When an alarm is raised, the employee’s location is immediately accessible to controllers in the Peoplesafe ARC. Controllers can also access previous manual positions and tracking data, enabling them to dispatch assistance directly to the employee’s exact location. This significantly reduces response times and increases the likelihood of a positive outcome in critical situations.

For employees working in remote or low-signal areas, Peoplesafe offers satellite solutions. These alternatives ensure continuous monitoring capabilities, maintaining connectivity and location tracking even when traditional data signals are unavailable.

FAQs

What data do you collect and why?

Peoplesafe only collects personal data which allows Controllers in the ARC to deliver to contact, identify and ensure the safety of our customers. This data includes names, contact details, important medical information, and other identifiers necessary to manage personal safety alarms.

For employees with the ‘Tracking’ optional extra, location data is collected at pre-determined intervals to collect a breadcrumb trail of where they have been. In the event of an alarm, this information can be vital for providing information about what the user may have been doing at the time. For those without tracking, location data is collected only when an alarm is raised and if a manual location position is sent. This information is only available to alarm controllers, and managers/administrators with the necessary permissions on Nexus in the event of an alarm.

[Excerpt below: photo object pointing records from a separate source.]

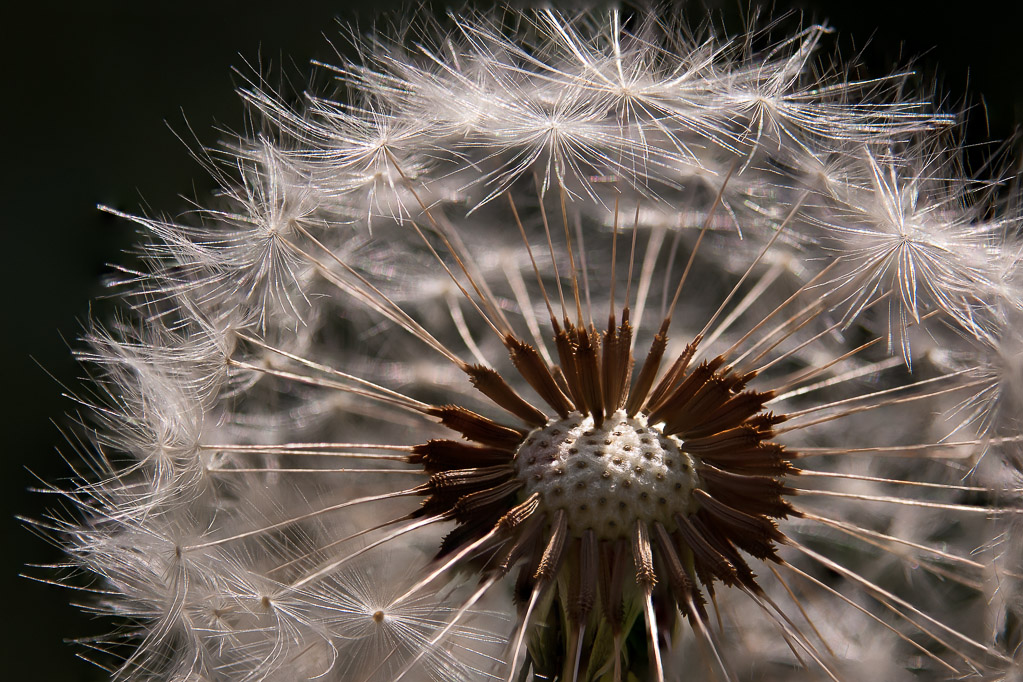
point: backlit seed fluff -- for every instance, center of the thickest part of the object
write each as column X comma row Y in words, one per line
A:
column 584, row 347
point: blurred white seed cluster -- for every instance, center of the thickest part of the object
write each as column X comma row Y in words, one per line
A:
column 245, row 489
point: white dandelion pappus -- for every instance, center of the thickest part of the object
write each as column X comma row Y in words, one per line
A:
column 581, row 318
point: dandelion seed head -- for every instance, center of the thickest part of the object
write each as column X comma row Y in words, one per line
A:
column 564, row 347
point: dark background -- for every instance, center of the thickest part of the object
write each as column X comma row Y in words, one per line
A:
column 89, row 100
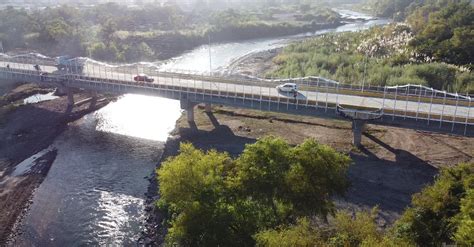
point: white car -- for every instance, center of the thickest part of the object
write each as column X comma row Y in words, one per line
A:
column 287, row 87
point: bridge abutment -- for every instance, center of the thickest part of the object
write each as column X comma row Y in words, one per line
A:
column 358, row 127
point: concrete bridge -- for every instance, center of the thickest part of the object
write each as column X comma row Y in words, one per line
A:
column 409, row 106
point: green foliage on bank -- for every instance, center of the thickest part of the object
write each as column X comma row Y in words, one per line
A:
column 440, row 214
column 114, row 32
column 274, row 194
column 357, row 57
column 212, row 199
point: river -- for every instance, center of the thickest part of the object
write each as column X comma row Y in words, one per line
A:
column 94, row 193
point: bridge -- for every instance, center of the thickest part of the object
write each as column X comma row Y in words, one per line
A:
column 409, row 106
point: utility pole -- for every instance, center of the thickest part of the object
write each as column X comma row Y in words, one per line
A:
column 210, row 60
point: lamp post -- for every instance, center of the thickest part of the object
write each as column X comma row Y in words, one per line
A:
column 210, row 60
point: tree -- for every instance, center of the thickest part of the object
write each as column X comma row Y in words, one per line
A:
column 431, row 220
column 212, row 199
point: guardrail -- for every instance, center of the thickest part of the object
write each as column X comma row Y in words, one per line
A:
column 205, row 87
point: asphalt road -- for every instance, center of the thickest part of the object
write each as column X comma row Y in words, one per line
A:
column 250, row 88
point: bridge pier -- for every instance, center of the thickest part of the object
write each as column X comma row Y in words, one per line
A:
column 70, row 96
column 208, row 107
column 358, row 127
column 189, row 108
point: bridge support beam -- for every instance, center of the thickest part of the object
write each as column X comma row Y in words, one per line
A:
column 358, row 127
column 208, row 107
column 189, row 108
column 70, row 96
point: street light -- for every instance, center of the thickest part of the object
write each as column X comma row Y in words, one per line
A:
column 210, row 61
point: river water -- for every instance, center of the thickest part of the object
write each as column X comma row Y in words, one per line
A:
column 94, row 193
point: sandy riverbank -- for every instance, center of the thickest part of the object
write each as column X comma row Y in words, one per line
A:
column 392, row 165
column 26, row 130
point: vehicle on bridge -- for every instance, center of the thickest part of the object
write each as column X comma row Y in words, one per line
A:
column 287, row 87
column 143, row 78
column 70, row 65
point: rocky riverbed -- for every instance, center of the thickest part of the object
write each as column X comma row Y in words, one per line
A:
column 26, row 130
column 391, row 166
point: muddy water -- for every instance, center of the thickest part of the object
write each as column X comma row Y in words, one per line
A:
column 94, row 192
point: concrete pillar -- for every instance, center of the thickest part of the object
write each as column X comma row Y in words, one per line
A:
column 358, row 127
column 208, row 107
column 70, row 97
column 189, row 108
column 190, row 113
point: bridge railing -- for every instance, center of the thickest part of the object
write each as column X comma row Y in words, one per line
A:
column 406, row 102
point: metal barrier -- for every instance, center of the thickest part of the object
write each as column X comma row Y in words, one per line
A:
column 400, row 103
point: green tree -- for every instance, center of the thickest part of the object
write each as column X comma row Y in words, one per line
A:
column 302, row 234
column 464, row 234
column 431, row 220
column 212, row 199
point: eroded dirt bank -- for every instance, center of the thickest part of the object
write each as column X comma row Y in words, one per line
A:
column 392, row 165
column 26, row 130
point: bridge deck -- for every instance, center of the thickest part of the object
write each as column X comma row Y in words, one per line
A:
column 413, row 111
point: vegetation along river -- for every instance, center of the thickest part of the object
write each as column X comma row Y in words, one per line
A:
column 94, row 193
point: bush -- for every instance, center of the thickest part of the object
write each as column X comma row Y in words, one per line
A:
column 212, row 199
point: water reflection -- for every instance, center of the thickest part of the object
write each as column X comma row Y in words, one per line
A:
column 94, row 192
column 140, row 116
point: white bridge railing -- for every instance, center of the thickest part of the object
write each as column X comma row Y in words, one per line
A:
column 415, row 102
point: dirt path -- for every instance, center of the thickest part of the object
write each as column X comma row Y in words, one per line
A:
column 24, row 131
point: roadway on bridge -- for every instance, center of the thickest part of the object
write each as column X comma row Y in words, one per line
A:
column 447, row 112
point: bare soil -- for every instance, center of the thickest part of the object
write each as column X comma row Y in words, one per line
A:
column 24, row 131
column 391, row 166
column 255, row 64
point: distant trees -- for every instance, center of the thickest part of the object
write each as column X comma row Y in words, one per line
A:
column 447, row 34
column 212, row 199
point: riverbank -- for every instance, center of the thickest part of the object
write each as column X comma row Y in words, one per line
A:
column 25, row 130
column 392, row 165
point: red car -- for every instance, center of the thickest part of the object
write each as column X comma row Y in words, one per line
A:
column 143, row 78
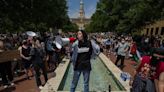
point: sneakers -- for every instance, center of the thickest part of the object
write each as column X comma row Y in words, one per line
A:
column 40, row 87
column 12, row 84
column 5, row 86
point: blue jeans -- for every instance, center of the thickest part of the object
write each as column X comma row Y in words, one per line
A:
column 75, row 80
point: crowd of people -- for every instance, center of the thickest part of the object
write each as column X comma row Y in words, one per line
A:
column 45, row 52
column 146, row 52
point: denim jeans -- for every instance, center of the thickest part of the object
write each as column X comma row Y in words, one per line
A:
column 76, row 76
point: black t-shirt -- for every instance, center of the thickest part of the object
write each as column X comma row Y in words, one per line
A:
column 83, row 59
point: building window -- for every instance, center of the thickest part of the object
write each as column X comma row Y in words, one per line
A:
column 156, row 31
column 162, row 31
column 152, row 31
column 147, row 31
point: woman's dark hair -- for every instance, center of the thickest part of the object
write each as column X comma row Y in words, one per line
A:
column 85, row 36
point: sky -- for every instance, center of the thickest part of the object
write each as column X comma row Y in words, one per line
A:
column 74, row 5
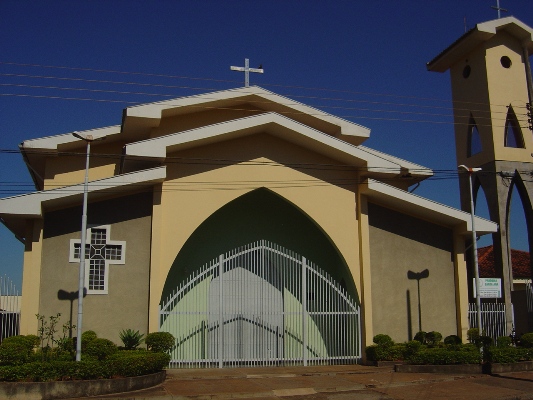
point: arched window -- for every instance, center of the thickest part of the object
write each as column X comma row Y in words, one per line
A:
column 513, row 133
column 474, row 139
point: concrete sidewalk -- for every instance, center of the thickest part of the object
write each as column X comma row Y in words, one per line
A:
column 331, row 382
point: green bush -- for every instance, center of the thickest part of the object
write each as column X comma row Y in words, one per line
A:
column 13, row 353
column 445, row 356
column 503, row 341
column 121, row 364
column 472, row 335
column 131, row 339
column 433, row 338
column 420, row 337
column 100, row 348
column 452, row 340
column 526, row 340
column 412, row 347
column 484, row 341
column 385, row 353
column 17, row 349
column 509, row 354
column 383, row 340
column 128, row 363
column 161, row 342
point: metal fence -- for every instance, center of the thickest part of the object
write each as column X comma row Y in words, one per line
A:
column 261, row 304
column 529, row 301
column 492, row 319
column 9, row 308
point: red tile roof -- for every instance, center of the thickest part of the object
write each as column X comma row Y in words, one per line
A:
column 519, row 258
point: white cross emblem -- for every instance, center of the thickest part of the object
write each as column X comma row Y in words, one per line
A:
column 99, row 254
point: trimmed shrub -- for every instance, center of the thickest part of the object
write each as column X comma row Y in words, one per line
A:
column 412, row 347
column 131, row 339
column 17, row 349
column 385, row 353
column 484, row 341
column 472, row 335
column 503, row 341
column 121, row 364
column 509, row 354
column 433, row 338
column 127, row 363
column 526, row 340
column 161, row 342
column 452, row 340
column 100, row 348
column 420, row 337
column 383, row 340
column 13, row 353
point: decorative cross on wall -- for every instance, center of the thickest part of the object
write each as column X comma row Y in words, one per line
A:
column 99, row 254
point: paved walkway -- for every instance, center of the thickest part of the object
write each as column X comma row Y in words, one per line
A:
column 331, row 382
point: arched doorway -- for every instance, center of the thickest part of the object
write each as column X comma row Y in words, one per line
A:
column 261, row 304
column 259, row 300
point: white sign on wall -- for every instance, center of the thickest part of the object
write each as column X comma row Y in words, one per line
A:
column 489, row 288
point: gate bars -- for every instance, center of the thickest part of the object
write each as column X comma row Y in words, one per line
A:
column 9, row 308
column 261, row 305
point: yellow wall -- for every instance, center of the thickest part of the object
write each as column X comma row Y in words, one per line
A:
column 487, row 93
column 31, row 278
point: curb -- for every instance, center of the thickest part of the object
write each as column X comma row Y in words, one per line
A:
column 69, row 389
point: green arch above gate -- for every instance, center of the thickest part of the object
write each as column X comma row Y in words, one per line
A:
column 260, row 214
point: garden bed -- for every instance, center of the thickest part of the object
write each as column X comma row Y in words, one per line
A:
column 77, row 388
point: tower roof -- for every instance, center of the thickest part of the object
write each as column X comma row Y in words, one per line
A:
column 478, row 35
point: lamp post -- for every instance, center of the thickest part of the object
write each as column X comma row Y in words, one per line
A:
column 81, row 282
column 474, row 244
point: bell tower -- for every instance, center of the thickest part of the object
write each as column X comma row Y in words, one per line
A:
column 492, row 96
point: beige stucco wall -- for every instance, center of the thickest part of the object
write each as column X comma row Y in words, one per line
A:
column 194, row 190
column 31, row 277
column 65, row 170
column 400, row 243
column 126, row 304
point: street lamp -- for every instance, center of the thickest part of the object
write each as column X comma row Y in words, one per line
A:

All personal data collected is securely managed and used solely for its intended purposes, in full compliance with GDPR.

Is my data secure?

Yes. Your data security is our top priority. Peoplesafe is accredited to the highest industry standards, including ISO 27001, which demonstrates our rigorous information security management practices. We adhere to Cyber Essentials Plus, a government-backed scheme that required independent auditing to ensure strong defences against cyber threats and the General Data Protection Regulation (GDPR), the EU law on data protection and privacy policies.

Internal access to customer’s personal data is on a need-to-know basis, ensuring that only authorised employees can view or handle sensitive information. All users with access to personal data have individual logins and standard industry security practices are maintained.

Are Peoplesafe always listening?

No, Peoplesafe is not always listening. The system only activates a two-way communication channel when an alarm is raised, ensuring privacy and security for users.

Is Peoplesafe always tracking movements?

No, Peoplesafe is not always tracking movements. For users who have the ‘Tracking’ optional extra enabled, their location is recorded at predefined intervals. For those without tracking enabled, location information is only recorded when an alarm is raised or if a manual position is sent.

Who has access to my data?

Within Peoplesafe, employees have access to data strictly on a need-to-know basis. Within your organisation, role-based access controls can be set up to ensure that only relevant managers and administrators have access to employee data, maintaining a high level of security and privacy.